Russia’s recognition of the separatist republics wasn’t simply an act of Russia’s executive in consultation with his Security Council. Last week, the Russian Duma voted for recognition of the separatist republics in Donetsk and Luhansk.

Russia’s recognition of the separatist republics, which claimed independence from Ukraine in 2014, likely means that reinvigorating Minsk II or devising a Minsk III is no longer on the table, given that the key provision of the Minsk agreements was autonomous governance for Donetsk and Luhansk directed by Ukrainian election law. Though it narrows the scope of diplomatic solutions available to the interested parties, a reinvigorated Minsk II or Minsk III was unlikely to succeed anyway, because the West failed to present Russia with any serious bargaining chips, like a moratorium on NATO membership for Ukraine or a revival of the Intermediate Nuclear Forces Treaty.

A future offer could actually draw the lines of the republics in Donetsk and Luhansk in exchange for a drawdown of Russian troops along Ukraine’s borders. While this has been a red-line for the Ukrainians in the past, Ukrainian President Volodymyr Zelensky may find it more desirable than the alternative, which could well be the Russian capture of much of the country’s eastern oblasts without Ukraine being able to muster much of a resistance.

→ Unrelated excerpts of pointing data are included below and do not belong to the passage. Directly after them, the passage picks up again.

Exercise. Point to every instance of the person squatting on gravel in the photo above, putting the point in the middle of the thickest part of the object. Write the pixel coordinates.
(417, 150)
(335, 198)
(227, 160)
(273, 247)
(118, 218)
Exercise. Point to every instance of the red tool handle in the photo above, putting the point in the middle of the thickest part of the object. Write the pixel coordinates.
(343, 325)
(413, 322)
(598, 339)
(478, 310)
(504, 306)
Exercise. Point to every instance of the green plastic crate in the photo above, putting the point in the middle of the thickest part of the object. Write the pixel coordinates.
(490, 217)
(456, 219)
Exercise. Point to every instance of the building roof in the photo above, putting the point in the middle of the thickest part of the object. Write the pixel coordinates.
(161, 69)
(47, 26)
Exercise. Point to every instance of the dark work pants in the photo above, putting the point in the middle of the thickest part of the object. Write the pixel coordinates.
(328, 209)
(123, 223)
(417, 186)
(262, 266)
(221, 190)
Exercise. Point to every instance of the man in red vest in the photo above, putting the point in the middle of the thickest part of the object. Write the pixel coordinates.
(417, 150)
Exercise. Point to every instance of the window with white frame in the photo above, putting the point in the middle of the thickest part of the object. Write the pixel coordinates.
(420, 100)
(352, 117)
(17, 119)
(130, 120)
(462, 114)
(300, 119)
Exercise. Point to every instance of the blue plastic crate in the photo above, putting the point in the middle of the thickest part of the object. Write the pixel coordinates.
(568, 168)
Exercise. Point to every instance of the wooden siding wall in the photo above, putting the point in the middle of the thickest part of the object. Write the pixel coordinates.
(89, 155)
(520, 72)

“Russian troops in Belorussia are there to guard the flank in the event that the West interferes and to tie down Ukrainian forces around Kiev that might otherwise intervene,” said Macgregor, who is a senior fellow with TAC. “Moscow is also sensitive to the fact that the vast majority of citizens living West of the River and North/Northeast of Kiev are true Ukrainians.” While some claimed Putin’s speech indicated Russia could wipe Ukraine off the map via a full-scale invasion, “Moscow does not have the troop strength to control more territory in the face of serious hostility,” given its current troop levels stationed around Ukraine’s borders, Macgregor added.

U.S. claims of an imminent Russian invasion of Ukraine may very well turn out to be a self-fulfilling prophecy. If the West keeps doubling down on sanctions and troop deployments without forwarding any serious diplomatic solution, then the Russians may very well decide that if they are going to be punished for “invading” regardless of whether they do or not, then they might as well take what they can of eastern Ukraine.